La Toyota ha messo a punto un nuovo tipo di magnete che potrebbe ridurre significativamente i costi dei motori elettrici.

Toyota ha appena annunciato di aver creato il primo magnete al mondo termoresistente al neodimio, che potrebbe essere utilizzato in futuro nei veicoli elettrici.

Il magnete utilizza fino al 50% in meno di neodimio rispetto ad un magnete al neodimio tradizionale, utilizzando invece alcune terre rare più economiche.

Come ben sanno gli acquirenti di veicoli elettrici (EV), il costo è ancora un punto debole per questo mercato e il nuovo magnete potrebbe essere bel passo in avanti verso EV più economici.

Un magnete economico

I magneti al neodimio sono utilizzati in vari tipi di motori, compresi i motori ad alto rendimento che si trovano in tutti i veicoli elettrici.

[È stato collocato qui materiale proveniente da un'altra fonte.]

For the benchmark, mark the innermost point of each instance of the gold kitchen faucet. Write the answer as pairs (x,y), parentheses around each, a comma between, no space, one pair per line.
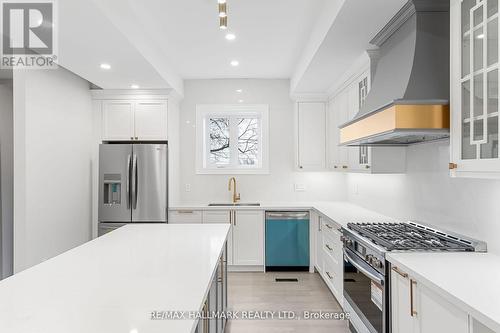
(236,197)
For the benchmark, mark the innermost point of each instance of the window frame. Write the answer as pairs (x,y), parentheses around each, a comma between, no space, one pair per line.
(206,111)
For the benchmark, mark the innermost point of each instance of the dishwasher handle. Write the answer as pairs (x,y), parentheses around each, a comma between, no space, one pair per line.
(287,215)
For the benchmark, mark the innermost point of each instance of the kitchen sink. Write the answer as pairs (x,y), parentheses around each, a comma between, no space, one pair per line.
(253,204)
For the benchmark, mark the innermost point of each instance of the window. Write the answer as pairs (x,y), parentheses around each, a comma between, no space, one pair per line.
(232,139)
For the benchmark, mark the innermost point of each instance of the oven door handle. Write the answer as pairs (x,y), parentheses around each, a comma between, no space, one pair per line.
(363,267)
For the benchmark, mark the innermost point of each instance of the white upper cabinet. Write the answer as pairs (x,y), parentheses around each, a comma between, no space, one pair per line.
(134,119)
(474,93)
(118,120)
(151,120)
(343,107)
(311,136)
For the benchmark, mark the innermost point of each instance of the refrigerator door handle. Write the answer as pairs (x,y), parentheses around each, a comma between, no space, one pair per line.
(134,182)
(128,181)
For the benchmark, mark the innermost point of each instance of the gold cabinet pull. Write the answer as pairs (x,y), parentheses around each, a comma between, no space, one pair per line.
(185,212)
(397,270)
(413,312)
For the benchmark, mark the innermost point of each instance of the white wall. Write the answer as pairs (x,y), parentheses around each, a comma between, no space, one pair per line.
(427,193)
(52,162)
(173,151)
(6,179)
(279,184)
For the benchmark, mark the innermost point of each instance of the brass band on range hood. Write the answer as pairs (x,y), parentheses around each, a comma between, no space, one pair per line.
(402,116)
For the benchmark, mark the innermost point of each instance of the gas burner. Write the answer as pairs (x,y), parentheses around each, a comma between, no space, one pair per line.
(409,237)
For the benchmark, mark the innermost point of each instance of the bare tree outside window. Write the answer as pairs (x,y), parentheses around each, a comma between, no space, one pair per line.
(248,141)
(219,141)
(247,149)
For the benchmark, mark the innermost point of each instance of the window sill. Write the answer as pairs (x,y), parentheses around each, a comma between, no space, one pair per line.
(232,172)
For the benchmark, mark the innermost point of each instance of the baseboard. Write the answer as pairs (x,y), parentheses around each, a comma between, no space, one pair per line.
(245,268)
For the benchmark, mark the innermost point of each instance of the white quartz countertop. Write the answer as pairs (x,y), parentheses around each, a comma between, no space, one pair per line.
(113,283)
(341,212)
(469,280)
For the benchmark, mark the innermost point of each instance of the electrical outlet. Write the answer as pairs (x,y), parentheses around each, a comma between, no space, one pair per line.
(300,187)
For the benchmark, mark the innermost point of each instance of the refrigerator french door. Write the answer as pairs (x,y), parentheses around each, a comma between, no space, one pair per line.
(133,185)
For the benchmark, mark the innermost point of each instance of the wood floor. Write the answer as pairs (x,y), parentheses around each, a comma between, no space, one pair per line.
(260,292)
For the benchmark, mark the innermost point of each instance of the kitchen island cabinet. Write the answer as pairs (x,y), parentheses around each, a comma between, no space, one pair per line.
(125,281)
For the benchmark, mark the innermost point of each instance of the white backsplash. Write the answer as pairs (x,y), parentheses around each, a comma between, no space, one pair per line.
(427,193)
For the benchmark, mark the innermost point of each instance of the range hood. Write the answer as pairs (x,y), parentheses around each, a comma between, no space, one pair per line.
(409,99)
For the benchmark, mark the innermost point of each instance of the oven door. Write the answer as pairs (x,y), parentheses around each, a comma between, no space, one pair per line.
(364,289)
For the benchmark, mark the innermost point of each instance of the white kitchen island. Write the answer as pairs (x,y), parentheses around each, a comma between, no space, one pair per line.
(113,284)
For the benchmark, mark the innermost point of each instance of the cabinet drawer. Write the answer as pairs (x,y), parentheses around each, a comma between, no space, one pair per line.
(216,216)
(332,249)
(185,216)
(333,276)
(330,229)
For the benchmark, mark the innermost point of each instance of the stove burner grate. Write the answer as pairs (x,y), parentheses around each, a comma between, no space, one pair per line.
(404,236)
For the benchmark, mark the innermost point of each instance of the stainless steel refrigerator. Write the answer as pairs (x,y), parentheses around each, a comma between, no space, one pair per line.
(133,184)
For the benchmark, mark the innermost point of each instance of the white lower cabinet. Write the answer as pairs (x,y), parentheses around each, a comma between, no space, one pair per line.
(416,308)
(221,216)
(318,242)
(246,239)
(216,301)
(185,216)
(329,256)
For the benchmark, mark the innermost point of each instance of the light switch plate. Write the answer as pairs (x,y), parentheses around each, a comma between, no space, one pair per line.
(300,187)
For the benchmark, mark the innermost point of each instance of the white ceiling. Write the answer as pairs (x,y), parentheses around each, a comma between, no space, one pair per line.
(269,34)
(158,43)
(87,38)
(356,23)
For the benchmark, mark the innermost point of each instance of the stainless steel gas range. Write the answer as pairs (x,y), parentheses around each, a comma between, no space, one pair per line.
(367,273)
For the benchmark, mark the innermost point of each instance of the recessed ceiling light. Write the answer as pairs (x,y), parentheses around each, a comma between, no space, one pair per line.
(223,23)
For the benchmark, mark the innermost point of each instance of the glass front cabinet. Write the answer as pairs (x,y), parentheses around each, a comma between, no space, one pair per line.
(474,88)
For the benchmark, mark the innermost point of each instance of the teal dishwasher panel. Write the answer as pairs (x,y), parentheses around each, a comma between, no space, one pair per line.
(287,242)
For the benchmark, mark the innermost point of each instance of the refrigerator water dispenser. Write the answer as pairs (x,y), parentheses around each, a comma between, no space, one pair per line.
(112,189)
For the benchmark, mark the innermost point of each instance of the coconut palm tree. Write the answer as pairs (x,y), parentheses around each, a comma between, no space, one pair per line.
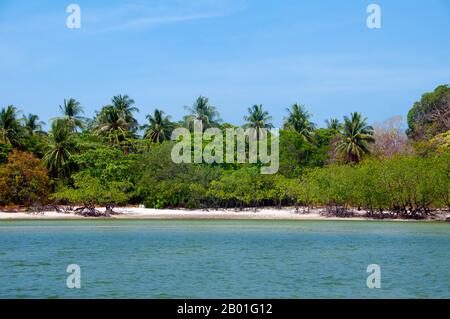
(299,120)
(32,124)
(356,135)
(10,128)
(159,127)
(258,118)
(202,111)
(333,124)
(111,124)
(71,111)
(125,108)
(60,148)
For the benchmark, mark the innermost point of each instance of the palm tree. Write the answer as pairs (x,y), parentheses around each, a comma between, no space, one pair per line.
(10,128)
(333,124)
(71,110)
(32,124)
(159,128)
(202,111)
(111,124)
(124,107)
(60,149)
(258,118)
(299,121)
(356,135)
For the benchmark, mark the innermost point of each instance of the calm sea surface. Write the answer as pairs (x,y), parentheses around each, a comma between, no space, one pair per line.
(224,259)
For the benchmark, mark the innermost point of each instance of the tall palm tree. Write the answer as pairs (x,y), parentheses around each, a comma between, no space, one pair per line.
(159,127)
(72,110)
(299,120)
(32,124)
(60,148)
(258,118)
(333,124)
(124,107)
(111,124)
(202,111)
(10,128)
(356,135)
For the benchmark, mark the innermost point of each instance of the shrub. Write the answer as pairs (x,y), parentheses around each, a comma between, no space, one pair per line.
(23,180)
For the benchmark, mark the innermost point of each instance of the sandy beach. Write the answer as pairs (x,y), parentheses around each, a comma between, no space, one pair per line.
(225,214)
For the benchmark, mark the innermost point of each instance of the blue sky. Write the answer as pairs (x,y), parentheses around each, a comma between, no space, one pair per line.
(237,52)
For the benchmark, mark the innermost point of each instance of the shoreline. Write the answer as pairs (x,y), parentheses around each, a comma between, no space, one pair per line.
(134,213)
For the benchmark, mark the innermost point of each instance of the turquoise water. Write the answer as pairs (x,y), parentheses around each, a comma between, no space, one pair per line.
(224,259)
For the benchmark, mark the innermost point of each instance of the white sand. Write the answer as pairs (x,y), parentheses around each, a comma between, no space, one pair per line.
(148,213)
(287,213)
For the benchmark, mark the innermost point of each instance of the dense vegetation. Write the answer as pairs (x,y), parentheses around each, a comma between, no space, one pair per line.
(112,160)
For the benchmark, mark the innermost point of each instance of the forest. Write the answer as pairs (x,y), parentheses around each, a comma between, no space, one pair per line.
(112,160)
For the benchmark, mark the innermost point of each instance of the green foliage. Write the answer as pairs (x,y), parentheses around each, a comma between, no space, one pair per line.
(23,180)
(257,118)
(60,148)
(431,115)
(105,177)
(299,121)
(202,111)
(10,129)
(166,184)
(355,139)
(159,128)
(407,186)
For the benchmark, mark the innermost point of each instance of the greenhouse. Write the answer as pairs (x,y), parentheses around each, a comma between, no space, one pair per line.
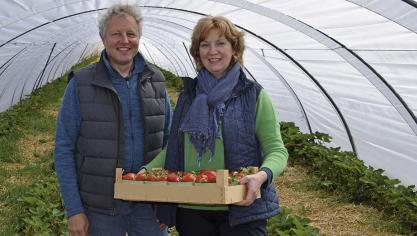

Infatti, questo metallo è la chiave per mantenere un’alta coercività e resistenza al calore.

Ma vediamo in cosa consiste l’unicità di questo magnete. Innanzitutto, non utilizza terbio o disprosio, due terre rare che sono generalmente ritenute critiche per i magneti al neodimio altamente resistenti al calore. Inoltre, una parte del neodimio normalmente impiegato per questo tipo di dispositivi, è stata sostituita da lantanio e da cerio, due terre rare leggere a basso costo. Come si diceva, in tutto, Toyota ha ridotto la quantità di neodimio utilizzata di circa il 50%.

Una lega difficile da ottenere

Un’idea difficile da realizzare dal momento che il neodimio, quando è legato con lantanio e cerio, perde sostanzialmente capacità prestazionali, cosa che rende assai complicato metterlo in lega con le terre rare leggere. Ma i tecnici della Toyota hanno scoperto un rapporto specifico tra neodimio, lantanio e cerio, che annulla il deterioramento delle proprietà della lega.

La casa automobilistica giapponese sa bene che la crescente domanda di auto elettriche potrebbe esplodere se verranno ridotti i costi per questi veicoli in futuro. La Toyota spera anche che contribuirà a mantenere un equilibrio tra la domanda e l’offerta globale di terre rare.

Questo nuovo magnete dovrebbe avere una vasta gamma di applicazioni in tutti quei motori che richiedono una potenza relativamente elevata, come quelle dei motori per veicoli elettrici ma anche per robot ed elettrodomestici vari.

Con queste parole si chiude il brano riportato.